I "fiori del male" d'America del vagabondo Sandburg

Escono in Italia i "Chicago Poems": versi profetici e ribelli, così poco allineati da finire nell’oblio

I "fiori del male" d'America del vagabondo Sandburg

Marilyn Monroe, musa per tanti artisti, aveva a sua volta un unico venerato maestro: non quell’Arthur Miller che sposò più per coté intellettuale e passione che per amore, ma il poeta americano Carl Sandburg. «Il bardo del Midwest », come era definito, il poeta americano più importante dopo Walt Whitman secondo tutti i critici e studiosi statunitensi, due volte Premio Pulitzer, in Italia ad oggi non ha mai avuto il seguito di lettori che merita. L’editoria sembrava averlo completamente dimenticato: una breve apparizione di alcune sue poesie nel 1961 per le Edizioni Avanti! e poi il nulla. A pubblicare l’intero corpus poetico di Chigago Poems è Sedizioni (con la curatela e traduzione di Franco Lonati e la premessa di Francesco Rognoni, pagg. 376, euro 29,99).

Pur lontano da ogni accademismo, il volume mantiene un alto rigore filologico e ci fa comprendere l’importanza di Sandburg: trascurato negli anni ’60 in Italia perché raccontava già le macerie morali di metropoli americane, come Chicago, dove regnavano miseria, squallore, volgarità, ignoranza e prevaricazioni di tanti operai sfruttati. Sandburg non esprime mai un giudizio morale, illustra soltanto i fatti: ed è forse questo il vero motivo del suo essere epurato in un’Italia che in quegli anni viveva il sogno in technicolor alla Doris Day. Già la scrittrice Rebecca West, che curò un’antologia di sue poesie per Inghilterra e America scriveva: «Il suo è un talento non troppo consono a quest’epoca». Eppure, malgrado la sua anarchia anche esistenziale - definito «il poeta laureato dell’America industriale», in realtà non terminò nemmeno il college e dopo una vita da hobo, da «vagabondo», nato da una umile famiglia di origini svedesi in uno sperduto paesino dell’Illinois che abbandonò appena tredicenne per fare poi il manovale, il bracciante, il garzone di barbiere, il macchinista di palcoscenico, il commesso e il giornalista - i suoi versi incantarono subito per un impatto sociale che gli valse l’accostamento a Walt Whitman per la sua fede, comunque incrollabile, per il sogno della democrazia.

Le 133 poesie di Chicago Poems raccontano di operai, braccianti, prostitute, immigrati: un «popolo dell’abisso» che in quegli anni strideva con la contemporanea uscita della più celebre Antologia di Spoon River di Edgar Lee Masters, raccolta anticapitalista alla fine per borghesi.

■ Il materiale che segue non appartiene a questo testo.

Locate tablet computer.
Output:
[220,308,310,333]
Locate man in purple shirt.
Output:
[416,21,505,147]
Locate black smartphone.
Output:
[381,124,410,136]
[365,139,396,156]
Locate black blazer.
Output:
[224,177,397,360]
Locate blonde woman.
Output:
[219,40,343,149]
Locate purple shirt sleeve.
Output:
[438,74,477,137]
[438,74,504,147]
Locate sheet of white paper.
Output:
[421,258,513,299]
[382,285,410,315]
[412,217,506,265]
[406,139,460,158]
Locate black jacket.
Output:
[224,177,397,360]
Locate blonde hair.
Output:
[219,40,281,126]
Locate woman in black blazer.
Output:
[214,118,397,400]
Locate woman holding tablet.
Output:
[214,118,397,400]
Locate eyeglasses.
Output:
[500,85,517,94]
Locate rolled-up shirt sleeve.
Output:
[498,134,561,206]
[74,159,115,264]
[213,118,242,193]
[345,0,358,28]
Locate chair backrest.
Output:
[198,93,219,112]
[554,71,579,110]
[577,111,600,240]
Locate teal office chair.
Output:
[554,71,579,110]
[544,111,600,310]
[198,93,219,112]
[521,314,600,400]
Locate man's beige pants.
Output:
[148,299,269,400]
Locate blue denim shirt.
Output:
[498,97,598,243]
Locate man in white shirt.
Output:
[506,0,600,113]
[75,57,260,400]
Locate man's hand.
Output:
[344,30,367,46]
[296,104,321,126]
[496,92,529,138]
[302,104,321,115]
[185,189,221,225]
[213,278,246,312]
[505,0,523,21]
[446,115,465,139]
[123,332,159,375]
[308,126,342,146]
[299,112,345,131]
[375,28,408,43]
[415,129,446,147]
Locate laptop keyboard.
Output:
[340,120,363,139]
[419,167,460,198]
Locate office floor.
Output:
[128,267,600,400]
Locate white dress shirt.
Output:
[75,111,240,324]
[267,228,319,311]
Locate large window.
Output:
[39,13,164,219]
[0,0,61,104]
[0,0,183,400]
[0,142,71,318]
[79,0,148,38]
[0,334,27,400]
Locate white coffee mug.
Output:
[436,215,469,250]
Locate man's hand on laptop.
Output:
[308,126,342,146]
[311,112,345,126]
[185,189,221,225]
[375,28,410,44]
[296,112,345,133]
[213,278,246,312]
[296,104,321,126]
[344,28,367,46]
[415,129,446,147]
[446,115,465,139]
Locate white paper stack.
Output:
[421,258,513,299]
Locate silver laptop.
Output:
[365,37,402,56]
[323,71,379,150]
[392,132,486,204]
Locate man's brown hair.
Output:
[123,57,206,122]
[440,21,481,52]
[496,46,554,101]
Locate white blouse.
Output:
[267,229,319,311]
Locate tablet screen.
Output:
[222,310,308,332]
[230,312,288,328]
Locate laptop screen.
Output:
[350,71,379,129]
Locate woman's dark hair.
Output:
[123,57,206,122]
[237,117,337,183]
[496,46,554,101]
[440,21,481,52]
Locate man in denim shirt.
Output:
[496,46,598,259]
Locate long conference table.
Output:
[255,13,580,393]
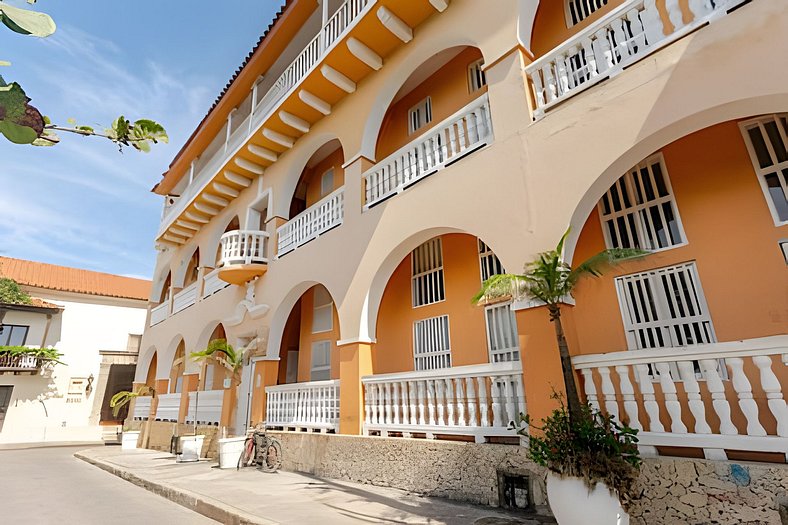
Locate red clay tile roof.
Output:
[0,257,151,300]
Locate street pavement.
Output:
[0,445,217,525]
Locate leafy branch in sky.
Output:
[0,0,169,153]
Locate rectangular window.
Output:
[484,302,520,363]
[468,59,487,93]
[320,168,334,197]
[410,237,446,308]
[413,315,451,370]
[310,341,331,381]
[478,239,506,282]
[616,262,716,350]
[599,154,686,251]
[312,286,334,334]
[0,324,30,346]
[741,114,788,225]
[408,97,432,134]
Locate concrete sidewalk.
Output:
[75,447,554,525]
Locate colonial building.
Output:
[134,0,788,474]
[0,257,150,443]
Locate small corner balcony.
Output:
[0,354,41,375]
[525,0,745,119]
[217,230,268,285]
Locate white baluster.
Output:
[616,365,643,430]
[678,361,711,434]
[635,365,665,432]
[725,357,766,436]
[752,355,788,437]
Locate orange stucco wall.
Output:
[372,234,489,374]
[376,48,486,160]
[573,122,788,354]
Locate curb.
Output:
[74,452,279,525]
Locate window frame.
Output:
[597,151,689,252]
[739,113,788,226]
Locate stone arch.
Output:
[564,95,786,264]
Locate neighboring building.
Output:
[135,0,788,470]
[0,257,150,443]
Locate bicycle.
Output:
[237,427,282,472]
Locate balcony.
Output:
[265,380,339,432]
[525,0,745,119]
[156,0,448,245]
[186,390,224,425]
[156,392,181,423]
[0,354,41,375]
[361,362,525,443]
[364,93,493,209]
[276,188,345,257]
[217,230,268,285]
[131,396,153,421]
[572,335,788,459]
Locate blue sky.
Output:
[0,0,283,278]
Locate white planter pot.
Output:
[178,435,205,463]
[547,472,629,525]
[219,437,246,468]
[120,430,140,450]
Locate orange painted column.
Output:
[515,305,583,430]
[178,373,200,423]
[339,343,372,435]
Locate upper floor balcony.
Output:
[156,0,448,245]
[525,0,745,119]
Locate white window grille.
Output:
[310,341,331,381]
[616,262,716,350]
[410,237,446,308]
[408,97,432,134]
[312,286,334,334]
[413,315,451,370]
[468,59,487,93]
[599,154,686,251]
[478,239,506,282]
[565,0,607,27]
[320,168,334,197]
[741,114,788,225]
[484,302,520,363]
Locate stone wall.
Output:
[274,432,788,525]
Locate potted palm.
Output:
[191,339,248,468]
[473,231,647,525]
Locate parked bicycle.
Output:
[238,427,282,472]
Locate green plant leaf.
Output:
[0,3,57,37]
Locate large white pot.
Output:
[120,430,140,450]
[219,436,246,468]
[547,472,629,525]
[178,435,205,463]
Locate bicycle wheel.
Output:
[260,438,282,472]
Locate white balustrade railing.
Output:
[156,0,375,238]
[186,390,224,425]
[572,335,788,459]
[525,0,744,118]
[219,230,268,267]
[131,396,153,421]
[0,354,41,370]
[361,362,525,442]
[202,270,230,299]
[150,300,170,326]
[156,392,181,422]
[265,380,339,431]
[364,93,493,208]
[172,281,199,315]
[276,187,345,256]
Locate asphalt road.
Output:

Sandburg era troppo avanti coi tempi: già nel 1922 scriveva che «in termini culturali, si può sostenere che Hollywood – che piaccia o no - è più importante di Harvard, Yale e Princeton messe assieme». Una dichiarazione lungimirante, ma invisa agli strateghi democratici americani: non un «urlo» contro le «bombe all’idrogeno» alla Ginsberg, non «guerre civili» alla Masters, ma un nuovo genere di arma, lo spettacolo. Eppure proprio Masters firmò la copertina alla prima edizione del 1916 dei Chicago Poems, sottolineando che «Sandburg contempla calmo la grande oscurità, la miseria estrema, la disperata agonia, ma con la compostezza dell’artista». Perché i versi di Sandburg sono i «fiori del male» dell’America più profonda tra impressionismo e jazz. Il tutto con la compostezza che si percepisce anche nelle foto inedite con Marilyn Monroe, sei mesi prima della morte, quasi incantata dal poeta mentre imbraccia una chitarra.

Perché Sandburg è stato anche un cantastorie e ha ispirato Bob Dylan, che nel 1964 si presentò a sorpresa, dopo aver attraversato mezza America, nel suo ranch in North Carolina. Quell’anno Dylan incise It Ain’t Me, Babe i cui primi versi sono molto molto simili all’American Songbag di Sandburg.